When visiting your GP they may perform a digital rectal examination (DRE), this enables them to physically assess how your prostate feels. They may also arrange for you to have a PSA blood test. This blood test checks the levels of a substance called Prostate Specific Antigen (PSA) in your blood. PSA levels do naturally increase as a man ages, however high levels of PSA can be an indication of prostate cancer, or other prostate related conditions. So, if your PSA level is elevated or your GP believes that your symptoms need further investigation they will refer you to a specialist for further tests.

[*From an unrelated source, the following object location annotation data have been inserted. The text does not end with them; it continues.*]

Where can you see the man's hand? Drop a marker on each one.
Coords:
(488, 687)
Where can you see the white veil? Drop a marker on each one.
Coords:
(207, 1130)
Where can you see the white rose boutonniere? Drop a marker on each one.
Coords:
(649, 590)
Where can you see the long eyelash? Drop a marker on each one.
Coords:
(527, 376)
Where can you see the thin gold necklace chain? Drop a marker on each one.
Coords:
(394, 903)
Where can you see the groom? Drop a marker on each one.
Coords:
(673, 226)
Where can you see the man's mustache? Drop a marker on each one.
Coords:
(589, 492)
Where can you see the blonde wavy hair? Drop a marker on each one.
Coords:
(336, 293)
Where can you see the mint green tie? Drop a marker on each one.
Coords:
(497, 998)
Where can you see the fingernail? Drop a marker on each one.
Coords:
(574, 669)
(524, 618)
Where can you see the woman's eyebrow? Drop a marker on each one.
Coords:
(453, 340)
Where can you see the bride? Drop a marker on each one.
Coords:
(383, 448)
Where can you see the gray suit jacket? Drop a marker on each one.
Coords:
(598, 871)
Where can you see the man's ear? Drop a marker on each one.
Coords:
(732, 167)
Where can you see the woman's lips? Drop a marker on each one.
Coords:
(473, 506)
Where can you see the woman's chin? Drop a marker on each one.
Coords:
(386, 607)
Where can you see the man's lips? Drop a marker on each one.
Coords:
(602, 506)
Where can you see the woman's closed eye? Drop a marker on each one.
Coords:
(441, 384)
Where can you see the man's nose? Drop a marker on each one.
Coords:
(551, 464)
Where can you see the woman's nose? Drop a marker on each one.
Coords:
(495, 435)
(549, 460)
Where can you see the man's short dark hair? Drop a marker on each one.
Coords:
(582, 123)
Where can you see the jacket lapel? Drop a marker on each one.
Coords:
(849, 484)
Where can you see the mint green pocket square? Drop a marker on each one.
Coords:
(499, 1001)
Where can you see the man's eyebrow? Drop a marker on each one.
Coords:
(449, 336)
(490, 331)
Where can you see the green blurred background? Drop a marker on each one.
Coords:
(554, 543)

How is prostate cancer treated?

If you are diagnosed with prostate cancer the type of treatment or treatments recommended by your multidisciplinary team will vary depending on your individual diagnosis, including the stage of prostate cancer you have been diagnosed with.

If your cancer is slow-growing, and therefore unlikely to cause any significant issues, then active surveillance, which is often referred to as watchful waiting, may be recommended. This will require you to have regular follow-ups to monitor for any changes, meaning you will only begin treatment if the cancer progresses, to avoid unnecessary treatment and its side effects.

If your prostate cancer requires treatment, this can successfully be achieved by robotic surgery to remove the whole prostate or through one of a number of different types of radiotherapy. Radiotherapy options vary from patient to patient and would be discussed in detail by a specialist prostate radiotherapist. Even advanced prostate cancers can be managed for long periods of time with hormone treatments and chemotherapy.

If you have noticed any changes to your health or any of the symptoms covered in this article, do not delay in getting these checked by your GP or a healthcare professional.